Personal information
- Full name: Jorge Héctor San Esteban
- Date of birth: June 28, 1972 (age 52)
- Place of birth: La Plata, Argentina
- Height: 1.77 m (5 ft 10 in)
- Position(s): Centre back

Senior career*
- Years: Team / Apps / (Gls)
- 1992–2003: Gimnasia LP / 306 / (26)
- 2003–2004: Nueva Chicago / 32 / (2)
- 2004–2009: Gimnasia LP / 128 / (2)
- 2009–2012: Villa San Carlos

International career
- 1999: Argentina / 1 / (0)

Managerial career
- 2013–2014: Villa San Carlos

= Jorge San Esteban =

Argentine footballer

Jorge San Esteban (born 28 June 1972 in La Plata) is a former Argentine football defender.

==Club career==

San Esteban began his professional playing career in 1992 with Club de Gimnasia y Esgrima La Plata, he made his league debut on 23 February 1992 in a 2–1 away defeat against Deportivo Español. He went on to make over 300 appearances for the club during his first spell. He joined Nueva Chicago for the 2003–04 season but returned to Gimnasia for a second spell between 2004 and 2009.

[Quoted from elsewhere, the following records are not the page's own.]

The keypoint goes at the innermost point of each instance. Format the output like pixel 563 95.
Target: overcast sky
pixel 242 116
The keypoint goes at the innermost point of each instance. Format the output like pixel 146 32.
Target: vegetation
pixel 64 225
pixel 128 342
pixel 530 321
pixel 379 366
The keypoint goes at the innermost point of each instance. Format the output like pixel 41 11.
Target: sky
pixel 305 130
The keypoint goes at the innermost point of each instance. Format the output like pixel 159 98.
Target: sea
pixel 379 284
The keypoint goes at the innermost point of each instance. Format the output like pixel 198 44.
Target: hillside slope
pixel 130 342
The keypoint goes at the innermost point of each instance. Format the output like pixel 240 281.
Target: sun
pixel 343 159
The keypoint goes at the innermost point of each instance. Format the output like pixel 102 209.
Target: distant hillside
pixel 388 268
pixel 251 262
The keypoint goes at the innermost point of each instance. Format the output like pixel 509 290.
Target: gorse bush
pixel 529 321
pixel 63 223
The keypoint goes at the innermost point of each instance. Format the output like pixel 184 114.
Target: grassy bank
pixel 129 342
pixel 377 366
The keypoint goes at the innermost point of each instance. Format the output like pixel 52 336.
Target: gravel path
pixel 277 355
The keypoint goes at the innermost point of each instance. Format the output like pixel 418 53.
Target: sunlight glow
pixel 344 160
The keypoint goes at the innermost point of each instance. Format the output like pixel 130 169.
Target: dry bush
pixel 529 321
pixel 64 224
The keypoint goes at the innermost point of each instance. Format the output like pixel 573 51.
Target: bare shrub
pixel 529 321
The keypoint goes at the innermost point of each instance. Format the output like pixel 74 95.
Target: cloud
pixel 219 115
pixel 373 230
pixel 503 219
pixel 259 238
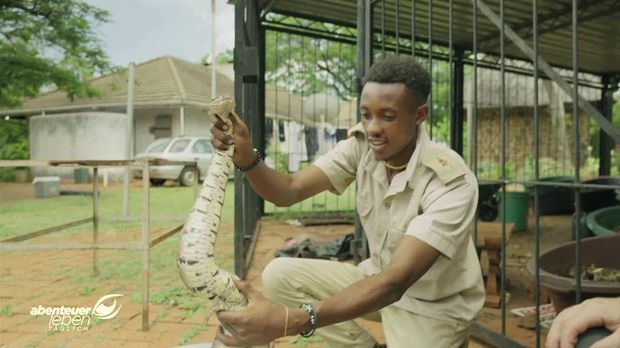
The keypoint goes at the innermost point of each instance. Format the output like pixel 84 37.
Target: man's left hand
pixel 262 321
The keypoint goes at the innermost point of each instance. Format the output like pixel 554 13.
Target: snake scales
pixel 196 260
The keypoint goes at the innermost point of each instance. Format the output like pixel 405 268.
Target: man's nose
pixel 372 126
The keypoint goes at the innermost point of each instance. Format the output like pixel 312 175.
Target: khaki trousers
pixel 292 281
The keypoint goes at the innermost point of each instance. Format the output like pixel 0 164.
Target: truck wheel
pixel 187 177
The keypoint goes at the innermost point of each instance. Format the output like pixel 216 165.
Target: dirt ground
pixel 32 278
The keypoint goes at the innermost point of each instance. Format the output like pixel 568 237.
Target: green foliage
pixel 14 140
pixel 47 43
pixel 308 65
pixel 190 334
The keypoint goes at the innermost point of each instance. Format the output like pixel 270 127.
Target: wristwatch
pixel 251 166
pixel 309 308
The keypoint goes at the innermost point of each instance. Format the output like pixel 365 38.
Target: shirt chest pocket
pixel 393 237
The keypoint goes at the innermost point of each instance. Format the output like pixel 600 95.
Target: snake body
pixel 196 260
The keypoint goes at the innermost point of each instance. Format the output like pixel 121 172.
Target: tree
pixel 307 65
pixel 49 43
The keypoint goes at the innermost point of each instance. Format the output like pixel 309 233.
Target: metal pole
pixel 95 219
pixel 182 119
pixel 576 100
pixel 396 25
pixel 503 161
pixel 604 141
pixel 382 28
pixel 536 172
pixel 430 66
pixel 213 52
pixel 129 137
pixel 604 123
pixel 451 77
pixel 413 28
pixel 474 126
pixel 145 245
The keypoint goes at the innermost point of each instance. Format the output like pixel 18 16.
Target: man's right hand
pixel 244 154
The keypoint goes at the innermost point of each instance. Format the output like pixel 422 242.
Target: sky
pixel 141 30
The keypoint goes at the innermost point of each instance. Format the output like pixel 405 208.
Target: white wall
pixel 76 136
pixel 197 122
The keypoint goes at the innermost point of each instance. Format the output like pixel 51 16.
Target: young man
pixel 416 200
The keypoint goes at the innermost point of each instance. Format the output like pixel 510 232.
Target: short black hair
pixel 403 69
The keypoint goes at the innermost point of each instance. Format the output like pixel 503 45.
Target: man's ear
pixel 421 114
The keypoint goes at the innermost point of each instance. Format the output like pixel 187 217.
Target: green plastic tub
pixel 517 205
pixel 604 222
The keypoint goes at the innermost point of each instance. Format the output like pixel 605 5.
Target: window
pixel 158 145
pixel 179 145
pixel 202 146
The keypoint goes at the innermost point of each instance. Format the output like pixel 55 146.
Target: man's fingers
pixel 226 339
pixel 611 341
pixel 246 288
pixel 221 136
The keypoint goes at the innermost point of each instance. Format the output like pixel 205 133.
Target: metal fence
pixel 496 98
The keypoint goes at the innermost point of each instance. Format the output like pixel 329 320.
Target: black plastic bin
pixel 554 200
pixel 554 264
pixel 594 198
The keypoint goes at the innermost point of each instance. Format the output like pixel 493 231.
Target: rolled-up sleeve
pixel 447 212
pixel 340 164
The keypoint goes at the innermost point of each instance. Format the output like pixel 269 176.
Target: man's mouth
pixel 376 144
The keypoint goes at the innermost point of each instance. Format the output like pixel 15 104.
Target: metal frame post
pixel 456 114
pixel 250 96
pixel 145 245
pixel 364 35
pixel 95 219
pixel 605 125
pixel 536 172
pixel 607 103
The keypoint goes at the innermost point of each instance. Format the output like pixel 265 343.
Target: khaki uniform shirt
pixel 435 200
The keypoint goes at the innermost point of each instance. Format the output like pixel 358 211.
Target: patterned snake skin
pixel 196 263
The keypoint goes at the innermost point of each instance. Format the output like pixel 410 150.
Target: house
pixel 170 99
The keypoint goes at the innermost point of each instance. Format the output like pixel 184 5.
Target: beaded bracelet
pixel 309 308
pixel 251 165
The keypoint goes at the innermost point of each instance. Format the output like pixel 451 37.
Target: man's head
pixel 392 105
pixel 405 70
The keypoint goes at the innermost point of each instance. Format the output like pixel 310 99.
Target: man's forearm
pixel 366 296
pixel 272 185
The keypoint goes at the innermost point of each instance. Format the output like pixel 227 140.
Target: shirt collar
pixel 377 169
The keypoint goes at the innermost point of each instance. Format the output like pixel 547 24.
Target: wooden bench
pixel 489 239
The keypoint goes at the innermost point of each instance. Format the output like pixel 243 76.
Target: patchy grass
pixel 190 334
pixel 6 311
pixel 18 218
pixel 86 290
pixel 305 341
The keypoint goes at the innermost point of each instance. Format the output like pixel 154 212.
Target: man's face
pixel 390 116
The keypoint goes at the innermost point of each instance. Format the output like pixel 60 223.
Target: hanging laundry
pixel 297 151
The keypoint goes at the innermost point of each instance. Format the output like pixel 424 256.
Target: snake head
pixel 222 105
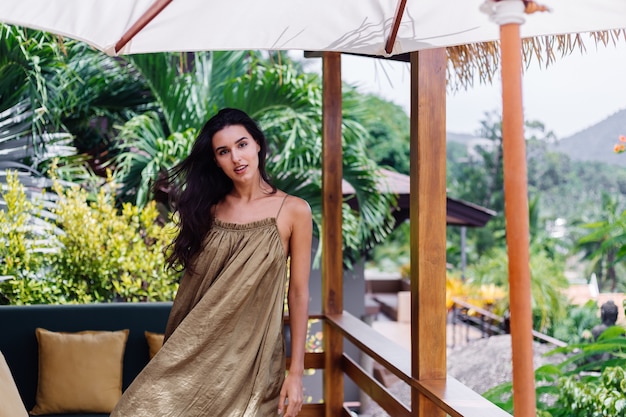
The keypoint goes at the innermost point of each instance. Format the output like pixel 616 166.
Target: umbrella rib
pixel 145 18
pixel 396 25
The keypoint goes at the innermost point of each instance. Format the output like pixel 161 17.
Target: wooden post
pixel 516 212
pixel 332 253
pixel 428 223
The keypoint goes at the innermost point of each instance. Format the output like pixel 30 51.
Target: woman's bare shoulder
pixel 297 206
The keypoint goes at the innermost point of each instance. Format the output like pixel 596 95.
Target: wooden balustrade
pixel 447 394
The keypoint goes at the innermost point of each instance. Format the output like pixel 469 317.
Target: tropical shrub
pixel 21 246
pixel 110 254
pixel 589 381
pixel 96 252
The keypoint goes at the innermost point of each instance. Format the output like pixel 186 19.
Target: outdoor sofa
pixel 78 372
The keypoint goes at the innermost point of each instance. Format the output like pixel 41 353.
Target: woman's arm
pixel 298 302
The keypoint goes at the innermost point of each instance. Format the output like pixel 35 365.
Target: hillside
pixel 592 144
pixel 596 142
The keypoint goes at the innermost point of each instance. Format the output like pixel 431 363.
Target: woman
pixel 224 349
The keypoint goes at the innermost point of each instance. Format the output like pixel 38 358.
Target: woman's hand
pixel 292 395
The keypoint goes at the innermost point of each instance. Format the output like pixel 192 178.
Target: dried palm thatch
pixel 481 61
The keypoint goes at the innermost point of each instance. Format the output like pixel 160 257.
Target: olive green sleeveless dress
pixel 224 353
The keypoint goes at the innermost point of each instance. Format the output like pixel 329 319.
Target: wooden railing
pixel 449 395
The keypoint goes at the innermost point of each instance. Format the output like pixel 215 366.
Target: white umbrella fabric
pixel 370 27
pixel 352 26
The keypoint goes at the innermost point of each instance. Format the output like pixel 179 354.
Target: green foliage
pixel 547 282
pixel 21 245
pixel 576 326
pixel 597 397
pixel 588 382
pixel 109 254
pixel 90 252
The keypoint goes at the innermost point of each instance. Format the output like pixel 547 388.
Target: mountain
pixel 596 142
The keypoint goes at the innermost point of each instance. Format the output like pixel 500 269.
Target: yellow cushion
pixel 10 400
pixel 79 372
pixel 155 341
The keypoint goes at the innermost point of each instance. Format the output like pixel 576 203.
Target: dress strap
pixel 281 205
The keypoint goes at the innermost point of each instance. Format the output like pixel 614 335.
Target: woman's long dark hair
pixel 196 184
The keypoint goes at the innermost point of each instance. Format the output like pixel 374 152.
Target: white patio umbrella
pixel 354 26
pixel 370 27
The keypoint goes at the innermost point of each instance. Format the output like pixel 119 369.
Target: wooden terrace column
pixel 428 223
pixel 509 14
pixel 332 253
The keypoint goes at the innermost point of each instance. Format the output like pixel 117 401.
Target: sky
pixel 574 93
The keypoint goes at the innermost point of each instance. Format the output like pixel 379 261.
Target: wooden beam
pixel 517 222
pixel 397 19
pixel 152 12
pixel 428 223
pixel 332 253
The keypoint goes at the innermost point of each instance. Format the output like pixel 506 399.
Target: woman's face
pixel 236 153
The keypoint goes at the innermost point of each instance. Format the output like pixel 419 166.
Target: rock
pixel 480 365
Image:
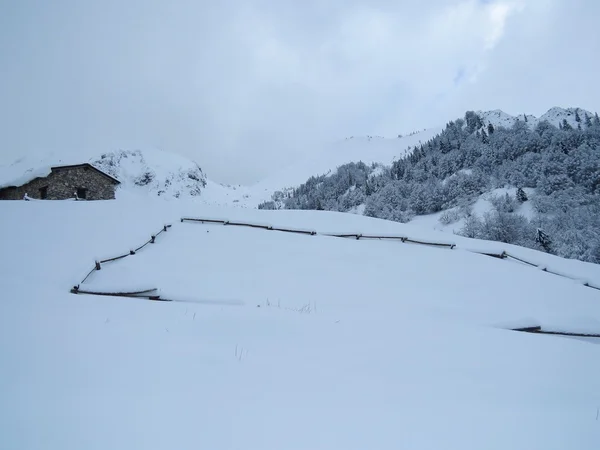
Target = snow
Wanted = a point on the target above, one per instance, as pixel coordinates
(479, 207)
(282, 340)
(366, 149)
(554, 116)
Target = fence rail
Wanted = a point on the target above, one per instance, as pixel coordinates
(538, 330)
(404, 239)
(98, 264)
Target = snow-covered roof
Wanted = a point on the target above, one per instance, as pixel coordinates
(25, 170)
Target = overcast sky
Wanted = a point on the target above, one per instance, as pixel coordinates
(246, 86)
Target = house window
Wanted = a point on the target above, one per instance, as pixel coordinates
(82, 193)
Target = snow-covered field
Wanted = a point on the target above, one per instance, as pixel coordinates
(284, 341)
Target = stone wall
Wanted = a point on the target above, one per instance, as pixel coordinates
(63, 183)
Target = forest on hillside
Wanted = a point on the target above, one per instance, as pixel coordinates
(449, 172)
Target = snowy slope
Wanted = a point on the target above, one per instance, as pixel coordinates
(554, 116)
(286, 341)
(353, 149)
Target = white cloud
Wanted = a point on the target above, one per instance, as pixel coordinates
(248, 86)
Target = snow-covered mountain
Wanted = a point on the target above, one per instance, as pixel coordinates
(168, 175)
(362, 343)
(154, 172)
(554, 116)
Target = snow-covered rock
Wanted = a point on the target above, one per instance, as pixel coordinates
(155, 172)
(555, 116)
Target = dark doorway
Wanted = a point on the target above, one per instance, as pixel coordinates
(82, 193)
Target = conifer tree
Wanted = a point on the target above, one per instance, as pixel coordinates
(521, 195)
(543, 239)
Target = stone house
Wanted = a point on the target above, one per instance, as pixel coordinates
(80, 181)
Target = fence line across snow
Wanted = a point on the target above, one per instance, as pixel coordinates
(98, 264)
(403, 239)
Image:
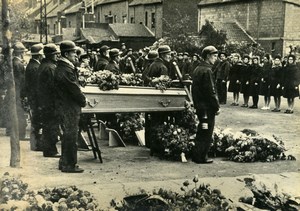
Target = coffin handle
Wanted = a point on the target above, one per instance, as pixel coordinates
(165, 103)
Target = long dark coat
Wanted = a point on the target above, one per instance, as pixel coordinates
(203, 88)
(276, 78)
(31, 82)
(291, 81)
(45, 85)
(265, 82)
(245, 76)
(235, 77)
(255, 79)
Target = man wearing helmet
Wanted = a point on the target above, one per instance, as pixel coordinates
(206, 104)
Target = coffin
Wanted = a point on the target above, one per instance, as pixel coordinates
(133, 99)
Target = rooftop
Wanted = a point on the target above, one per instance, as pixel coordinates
(130, 30)
(144, 2)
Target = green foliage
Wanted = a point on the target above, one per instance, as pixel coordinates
(177, 36)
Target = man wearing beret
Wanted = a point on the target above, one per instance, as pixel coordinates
(69, 101)
(19, 76)
(206, 104)
(114, 62)
(159, 66)
(31, 78)
(46, 100)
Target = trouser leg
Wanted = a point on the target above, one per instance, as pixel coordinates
(69, 140)
(204, 136)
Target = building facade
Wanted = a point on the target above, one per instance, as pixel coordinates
(156, 14)
(272, 23)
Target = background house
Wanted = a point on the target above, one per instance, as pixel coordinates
(155, 14)
(271, 23)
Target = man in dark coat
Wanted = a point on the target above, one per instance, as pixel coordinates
(46, 101)
(31, 79)
(113, 64)
(19, 76)
(221, 76)
(103, 58)
(206, 104)
(69, 101)
(160, 64)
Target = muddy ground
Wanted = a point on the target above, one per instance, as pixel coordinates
(125, 170)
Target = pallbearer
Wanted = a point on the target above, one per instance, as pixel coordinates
(206, 104)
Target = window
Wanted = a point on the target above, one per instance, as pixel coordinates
(132, 20)
(153, 20)
(146, 18)
(273, 46)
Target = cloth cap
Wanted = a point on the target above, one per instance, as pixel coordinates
(104, 48)
(67, 45)
(19, 47)
(208, 50)
(37, 49)
(51, 49)
(163, 49)
(114, 52)
(152, 55)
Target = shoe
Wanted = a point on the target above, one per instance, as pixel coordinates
(69, 169)
(56, 155)
(253, 106)
(206, 161)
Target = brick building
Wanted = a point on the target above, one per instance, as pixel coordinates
(156, 13)
(272, 23)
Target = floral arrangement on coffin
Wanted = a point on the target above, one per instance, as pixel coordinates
(193, 197)
(173, 141)
(129, 123)
(131, 79)
(14, 195)
(107, 80)
(162, 83)
(248, 146)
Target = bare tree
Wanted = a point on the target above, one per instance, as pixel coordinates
(10, 83)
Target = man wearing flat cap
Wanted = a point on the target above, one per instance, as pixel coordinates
(46, 100)
(69, 102)
(206, 104)
(160, 64)
(19, 76)
(114, 63)
(31, 79)
(103, 58)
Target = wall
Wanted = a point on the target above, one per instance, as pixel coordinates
(262, 18)
(291, 27)
(185, 8)
(139, 12)
(118, 9)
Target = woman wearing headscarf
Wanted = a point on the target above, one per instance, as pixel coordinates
(291, 83)
(276, 77)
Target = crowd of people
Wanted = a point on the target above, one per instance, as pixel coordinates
(49, 83)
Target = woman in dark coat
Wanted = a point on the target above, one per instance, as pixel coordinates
(245, 77)
(291, 83)
(265, 81)
(235, 78)
(255, 78)
(276, 77)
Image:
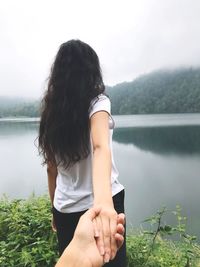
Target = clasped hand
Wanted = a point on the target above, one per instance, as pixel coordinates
(105, 227)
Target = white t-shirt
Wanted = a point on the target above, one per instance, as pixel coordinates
(74, 190)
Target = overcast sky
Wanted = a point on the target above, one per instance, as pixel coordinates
(130, 37)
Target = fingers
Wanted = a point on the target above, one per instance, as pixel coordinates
(121, 218)
(106, 238)
(92, 213)
(99, 239)
(96, 231)
(113, 245)
(53, 226)
(119, 240)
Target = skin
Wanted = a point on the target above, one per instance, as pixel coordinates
(106, 222)
(107, 219)
(82, 250)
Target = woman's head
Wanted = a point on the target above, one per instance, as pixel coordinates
(75, 79)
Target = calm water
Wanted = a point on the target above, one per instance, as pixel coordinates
(157, 156)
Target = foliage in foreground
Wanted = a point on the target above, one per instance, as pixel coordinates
(152, 249)
(26, 238)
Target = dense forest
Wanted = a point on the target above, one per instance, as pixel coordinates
(163, 91)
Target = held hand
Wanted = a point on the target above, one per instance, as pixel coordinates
(105, 226)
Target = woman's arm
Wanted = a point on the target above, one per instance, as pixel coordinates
(52, 175)
(101, 172)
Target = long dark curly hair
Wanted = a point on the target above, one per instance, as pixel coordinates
(75, 79)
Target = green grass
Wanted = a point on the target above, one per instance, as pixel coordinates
(26, 239)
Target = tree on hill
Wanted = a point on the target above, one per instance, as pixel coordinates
(164, 91)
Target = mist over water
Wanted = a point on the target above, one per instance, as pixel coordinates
(158, 165)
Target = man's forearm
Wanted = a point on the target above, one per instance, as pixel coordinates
(71, 257)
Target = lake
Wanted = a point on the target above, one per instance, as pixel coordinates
(157, 156)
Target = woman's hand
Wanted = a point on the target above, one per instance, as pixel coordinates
(105, 226)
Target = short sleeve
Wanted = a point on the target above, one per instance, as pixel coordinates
(100, 103)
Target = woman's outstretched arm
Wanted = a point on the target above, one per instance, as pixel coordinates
(101, 172)
(52, 175)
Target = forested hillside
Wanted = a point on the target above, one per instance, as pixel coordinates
(164, 91)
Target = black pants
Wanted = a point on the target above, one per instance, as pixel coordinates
(66, 224)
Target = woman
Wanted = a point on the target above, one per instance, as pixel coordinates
(75, 139)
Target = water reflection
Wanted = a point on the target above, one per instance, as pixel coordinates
(17, 128)
(162, 140)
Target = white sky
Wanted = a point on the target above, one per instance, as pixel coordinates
(131, 37)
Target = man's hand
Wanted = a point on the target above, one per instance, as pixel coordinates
(82, 250)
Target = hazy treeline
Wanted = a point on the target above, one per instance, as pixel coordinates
(163, 91)
(19, 107)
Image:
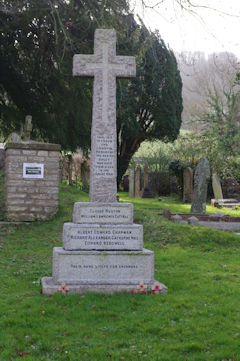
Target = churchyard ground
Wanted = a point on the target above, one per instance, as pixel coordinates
(199, 318)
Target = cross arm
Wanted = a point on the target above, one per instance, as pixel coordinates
(84, 65)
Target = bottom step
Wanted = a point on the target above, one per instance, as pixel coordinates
(49, 287)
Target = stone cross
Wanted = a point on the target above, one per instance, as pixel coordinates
(27, 127)
(104, 65)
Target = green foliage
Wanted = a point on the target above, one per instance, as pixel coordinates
(198, 319)
(157, 154)
(151, 106)
(177, 167)
(37, 46)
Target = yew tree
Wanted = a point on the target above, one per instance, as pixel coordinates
(37, 44)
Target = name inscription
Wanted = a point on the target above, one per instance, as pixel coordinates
(104, 157)
(102, 266)
(103, 214)
(107, 237)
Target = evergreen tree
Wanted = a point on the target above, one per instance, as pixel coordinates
(38, 41)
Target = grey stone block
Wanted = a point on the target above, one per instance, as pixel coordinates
(102, 237)
(114, 213)
(105, 267)
(50, 288)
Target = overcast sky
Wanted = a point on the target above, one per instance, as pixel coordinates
(205, 30)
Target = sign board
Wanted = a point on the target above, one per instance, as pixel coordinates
(33, 170)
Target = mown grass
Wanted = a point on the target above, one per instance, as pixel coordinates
(199, 318)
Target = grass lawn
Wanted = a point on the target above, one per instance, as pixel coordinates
(198, 320)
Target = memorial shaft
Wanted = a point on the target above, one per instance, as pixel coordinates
(104, 66)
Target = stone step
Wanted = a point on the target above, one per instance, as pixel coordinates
(49, 287)
(105, 267)
(102, 236)
(98, 212)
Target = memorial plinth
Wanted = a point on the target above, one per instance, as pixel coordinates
(102, 248)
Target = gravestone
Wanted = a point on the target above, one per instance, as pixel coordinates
(188, 185)
(27, 127)
(102, 248)
(126, 183)
(138, 192)
(132, 182)
(146, 191)
(217, 189)
(201, 179)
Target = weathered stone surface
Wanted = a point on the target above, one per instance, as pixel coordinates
(94, 212)
(194, 221)
(188, 185)
(115, 260)
(138, 193)
(2, 159)
(176, 218)
(102, 237)
(33, 145)
(201, 179)
(50, 288)
(105, 267)
(217, 214)
(104, 66)
(217, 189)
(28, 199)
(132, 182)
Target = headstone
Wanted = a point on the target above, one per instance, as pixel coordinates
(138, 183)
(102, 248)
(217, 189)
(146, 191)
(176, 218)
(132, 182)
(188, 185)
(194, 221)
(27, 127)
(201, 179)
(126, 183)
(2, 159)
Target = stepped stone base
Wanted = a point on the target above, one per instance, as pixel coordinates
(102, 267)
(102, 236)
(49, 287)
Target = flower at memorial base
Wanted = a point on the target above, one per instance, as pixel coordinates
(133, 292)
(63, 288)
(142, 287)
(156, 289)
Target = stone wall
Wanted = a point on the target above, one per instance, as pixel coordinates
(2, 162)
(28, 199)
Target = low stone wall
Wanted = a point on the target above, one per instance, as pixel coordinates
(2, 202)
(30, 196)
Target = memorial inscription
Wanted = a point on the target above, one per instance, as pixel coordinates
(102, 237)
(104, 157)
(102, 249)
(105, 66)
(118, 213)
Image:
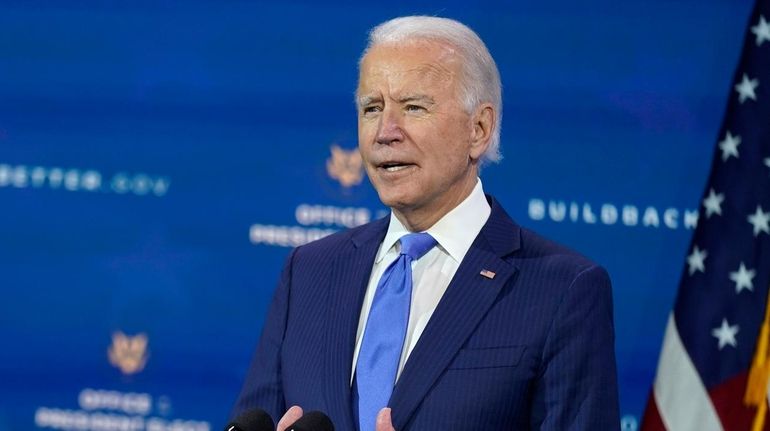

In the 2006–07 season, San Esteban was criticized by the press as Gimnasia went through a string of defeats to local teams (7–0 to Estudiantes de La Plata, 5–1 to Boca Juniors) and in international competition (three goals or more per match against Colo Colo, Defensor Sporting Club, and Santos).

In the 2009 winter transfer window he joined Villa San Carlos of Primera B Metropolitana.

==International career==
He played for the Argentina national football team in a friendly against Mexico in 1999.